Günümüz Firavununun Yaşadığı Son Felaketler

Birleşik bir sistem olan doğanın tüm parçaları arasındaki doğru ilişkiye, herkesin çıkarlarını tek bir sistem olarak hesaba katan sevgi adı verilir. Diğer bir deyişle herkesi benim ayrılmaz bir parçam olarak hissediyorum çünkü hepimiz gerçekten de birbirimize bağlıyız! Tek problem şu ki dünyamızda, bizi bu koşula getirebilecek olan gücü algılamıyoruz.

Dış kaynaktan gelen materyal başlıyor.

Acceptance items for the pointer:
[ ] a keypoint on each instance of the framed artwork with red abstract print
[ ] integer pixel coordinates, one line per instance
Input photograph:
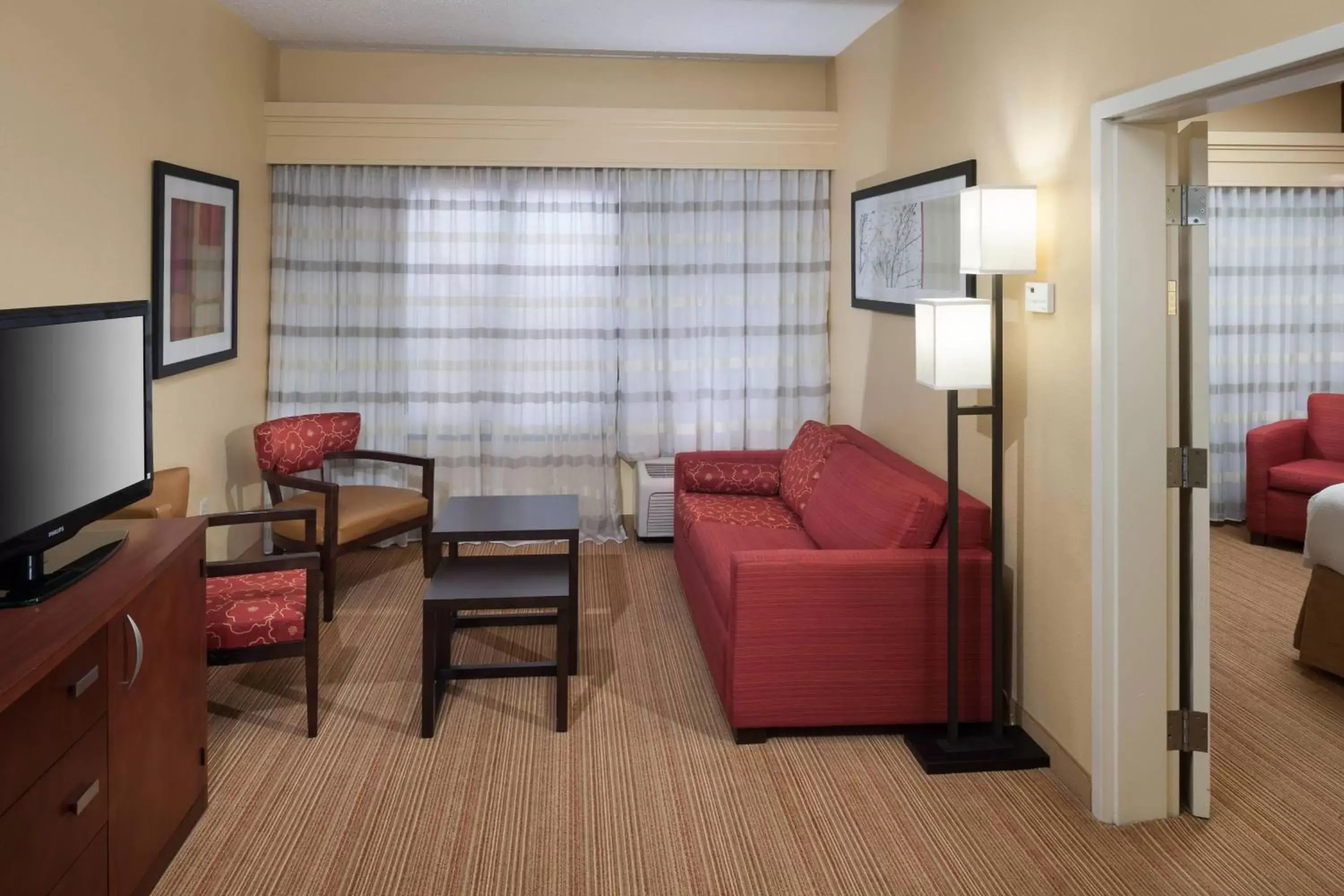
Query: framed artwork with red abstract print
(195, 269)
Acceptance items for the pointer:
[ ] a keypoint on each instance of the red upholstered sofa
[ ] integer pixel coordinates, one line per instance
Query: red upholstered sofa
(818, 583)
(1288, 462)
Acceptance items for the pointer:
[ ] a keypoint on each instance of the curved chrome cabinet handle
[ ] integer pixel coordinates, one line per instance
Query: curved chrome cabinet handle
(140, 652)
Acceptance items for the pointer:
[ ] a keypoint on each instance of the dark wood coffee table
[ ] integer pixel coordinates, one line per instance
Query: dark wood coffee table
(546, 582)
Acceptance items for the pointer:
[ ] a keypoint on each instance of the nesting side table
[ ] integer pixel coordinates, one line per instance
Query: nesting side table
(546, 583)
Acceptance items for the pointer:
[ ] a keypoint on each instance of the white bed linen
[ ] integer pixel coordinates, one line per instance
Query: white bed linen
(1324, 543)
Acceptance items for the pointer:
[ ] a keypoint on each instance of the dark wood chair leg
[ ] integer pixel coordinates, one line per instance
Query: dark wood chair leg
(429, 672)
(428, 551)
(750, 735)
(311, 675)
(328, 585)
(576, 613)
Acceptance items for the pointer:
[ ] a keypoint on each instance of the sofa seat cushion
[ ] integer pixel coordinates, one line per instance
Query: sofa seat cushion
(713, 546)
(730, 477)
(862, 503)
(1305, 477)
(361, 509)
(801, 465)
(738, 509)
(252, 610)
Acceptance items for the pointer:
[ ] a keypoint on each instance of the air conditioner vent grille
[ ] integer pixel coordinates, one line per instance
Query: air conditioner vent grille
(656, 497)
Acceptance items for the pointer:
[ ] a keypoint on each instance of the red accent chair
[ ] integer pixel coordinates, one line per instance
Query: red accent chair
(349, 516)
(818, 582)
(1288, 462)
(258, 610)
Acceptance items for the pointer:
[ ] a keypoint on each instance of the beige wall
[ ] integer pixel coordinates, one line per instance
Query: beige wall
(1010, 85)
(1308, 112)
(335, 76)
(93, 93)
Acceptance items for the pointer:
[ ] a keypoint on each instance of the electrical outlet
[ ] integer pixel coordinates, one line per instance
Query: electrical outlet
(1041, 299)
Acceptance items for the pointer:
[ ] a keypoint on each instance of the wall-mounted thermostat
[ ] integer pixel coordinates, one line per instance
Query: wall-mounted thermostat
(1041, 297)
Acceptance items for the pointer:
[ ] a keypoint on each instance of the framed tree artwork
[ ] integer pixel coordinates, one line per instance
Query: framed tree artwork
(195, 269)
(906, 237)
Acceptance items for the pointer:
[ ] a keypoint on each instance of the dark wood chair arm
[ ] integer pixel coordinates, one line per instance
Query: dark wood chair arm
(426, 464)
(299, 482)
(392, 457)
(271, 515)
(279, 563)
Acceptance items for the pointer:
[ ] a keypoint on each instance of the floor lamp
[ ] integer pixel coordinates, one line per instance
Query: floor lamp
(959, 345)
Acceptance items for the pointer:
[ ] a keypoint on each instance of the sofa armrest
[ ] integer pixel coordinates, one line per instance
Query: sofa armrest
(1269, 447)
(861, 636)
(729, 472)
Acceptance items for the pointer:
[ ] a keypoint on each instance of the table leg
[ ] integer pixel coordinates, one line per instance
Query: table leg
(576, 614)
(429, 673)
(447, 625)
(564, 626)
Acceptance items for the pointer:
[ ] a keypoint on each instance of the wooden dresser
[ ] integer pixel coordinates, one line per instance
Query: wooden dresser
(103, 720)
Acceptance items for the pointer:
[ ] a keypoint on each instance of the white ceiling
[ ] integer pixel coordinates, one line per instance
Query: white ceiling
(733, 27)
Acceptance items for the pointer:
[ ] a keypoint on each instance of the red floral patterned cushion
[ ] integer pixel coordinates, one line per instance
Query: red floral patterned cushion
(261, 607)
(726, 477)
(801, 465)
(296, 444)
(738, 509)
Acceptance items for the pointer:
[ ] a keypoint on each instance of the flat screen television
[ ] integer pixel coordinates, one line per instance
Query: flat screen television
(76, 440)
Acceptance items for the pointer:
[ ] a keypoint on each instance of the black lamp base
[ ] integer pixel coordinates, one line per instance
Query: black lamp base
(976, 750)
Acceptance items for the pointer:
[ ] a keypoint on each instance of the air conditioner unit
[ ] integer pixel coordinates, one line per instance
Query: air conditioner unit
(656, 493)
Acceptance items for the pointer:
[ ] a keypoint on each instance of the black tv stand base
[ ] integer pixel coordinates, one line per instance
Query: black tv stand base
(33, 578)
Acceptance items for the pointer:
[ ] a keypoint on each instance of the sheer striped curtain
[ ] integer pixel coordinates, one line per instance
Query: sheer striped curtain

Bu yüzden o yöne doğru bakmıyoruz bile, onu gerçek dışı bir ütopya olarak görüyoruz ve bu dünyayı her bireyin kullanabildiği kadar egoistçe kullanmaya çalışıyoruz. Nihayetinde bu dünyayı tamamen mahvediyoruz ve içinde kullanacak hiçbir şey kalmadı. Onu öyle bozulmuş koşullara getirdik ki onun üzerinde herhangi bir kontrolümüz kalmadı. Kalpteki nokta ve Kabala bilgeliği bu yüzden sadece umarsızlık ve çaresizliğin en üst aşamasına gelmiş nesilde gün ışığına çıkıyor. Kabala kesinlikle gerekli hale geldi ve bu yüzden onu açığa çıkarmakla yükümlüyüz. Bu dünyanın ıslahı için kaçınılmaz bir koşul. Tüm dünya onu bilmeli. Bu Musa Firavunla tartıştığında Mısır’ın başına gelen felaketler hikayesine benziyor. Neden o ilk önce Firavun’un yanına gitti? Çünkü bu dünyadaki her egoist ıslahın metodunun var olduğunu bilmeli! Bir taraftan bu metodun yayılması ve diğer taraftan da egoizmin büyümesi nedeniyle iki inatçı nitelik, Israil’in ve Firavun’un insanları birbirleriyle yüzleşiyorlar ve her iki taraf da bir çıkış yolu olmadığının farkına varıyor. Ve sonrasında bu dünya (egoist Firavun) tek çözümün şu an içinde bulunduğu koşulunun üzerine çıkmak ve ıslahın metodunu kabul etmek olduğunu anlamalı. Baal HaSulam bize bu yüzden Kabala bilgeliğinin dağıtımının manevi özgürlüğün en gerekli ve en önemli koşulu olduğunu açıklıyor. – 24/10/10 tarihli Günlük Kabala Dersinin dördüncü kısmından alıntıdır.